CTP Milletvekili Özdil Nami, tüm dünya ekonomilerinin daralmaya gittiğini, bu daralmanın ekonomide yarattığı tahribatı telafi etmek için imkanı olan ülkelerin rezerv kullandığını, başarabilenlerin para bastığını ya da borçlanmaya gittiğine dikkat çekti. Nami, bizde ise ilk iki seçeneğin zaten olmadığını ancak Başbakan Ersin Tatar’ın da 3. seçeneği yapmaktan kaçındığını savundu.
Nami, yaşanan ekonomik tahribatla ilgili öngörüyü merak ettiğini söyleyerek, yaşanan krize bağlı kayıplara değindi ve başbakanın “önümüzü göremiyoruz ifadesinin” doğru olmadığını çünkü şu anki noktada somut bir planın öngörülmesi gerektiğini belirtti.
Şu an uygulanan tedbirlerle ekonomiyi ayakta tutmanın mümkün olmadığını dile getiren Nami, kaynak yaratılabileceğini; Merkez Bankası’yla yeni toplantılar yaparak, yeni fonlar yaratılabileceğini ve bunların açılım sonrası toplanacak vergilerle ödenebileceğini söyledi.

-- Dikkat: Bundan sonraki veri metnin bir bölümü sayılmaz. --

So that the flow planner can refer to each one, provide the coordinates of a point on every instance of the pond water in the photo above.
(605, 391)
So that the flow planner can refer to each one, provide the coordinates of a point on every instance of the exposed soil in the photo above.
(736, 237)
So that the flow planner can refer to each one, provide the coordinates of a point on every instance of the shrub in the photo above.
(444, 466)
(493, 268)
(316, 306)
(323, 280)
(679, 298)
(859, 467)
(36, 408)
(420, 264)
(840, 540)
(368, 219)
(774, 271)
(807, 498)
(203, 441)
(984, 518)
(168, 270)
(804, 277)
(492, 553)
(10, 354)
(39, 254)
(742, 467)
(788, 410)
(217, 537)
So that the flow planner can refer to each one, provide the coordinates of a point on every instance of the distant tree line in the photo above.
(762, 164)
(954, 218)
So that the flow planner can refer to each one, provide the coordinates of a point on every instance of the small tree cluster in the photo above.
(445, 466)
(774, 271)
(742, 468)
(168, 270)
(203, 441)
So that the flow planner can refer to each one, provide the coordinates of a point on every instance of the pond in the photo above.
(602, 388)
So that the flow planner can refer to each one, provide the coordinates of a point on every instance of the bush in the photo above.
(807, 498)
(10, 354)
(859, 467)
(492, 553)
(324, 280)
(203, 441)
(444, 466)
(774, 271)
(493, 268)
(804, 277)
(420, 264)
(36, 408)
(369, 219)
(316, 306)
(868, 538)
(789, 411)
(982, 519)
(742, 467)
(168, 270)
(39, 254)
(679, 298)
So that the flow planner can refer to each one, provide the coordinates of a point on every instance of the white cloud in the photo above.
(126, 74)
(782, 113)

Nami, “Aksi durumda korunan sadece devlet olacak” dedi.
Türkiye ile diyaloğun sadece “para istiyoruz” noktasında kalmaması gerektiğini, temel meselenin Türkiye dışında TL kullanan tek ülke olarak bu konuyu masaya yatırıp, KKTC’ye gelecek mallar için yeni bir para birimi anlaşması gerektiğini anlatmak gerektiğini savundu.
İstihdamı koruyan bir politikaya ihtiyaç olduğunu çünkü muazzam bir işsizlikle karşılaşılacağını kaydeden Nami, temin edilecek fonlarla yerli çalışan desteğini arttırmayı öngören çalışmalar yapılması gerektiğini belirtti.
Nami, Kıb-Tek’in şu an AKSA’ya 2 yüz milyon lira civarında borcu olduğuna işaret ederek, daha düşük faizle borç alınabileceğini söyledi.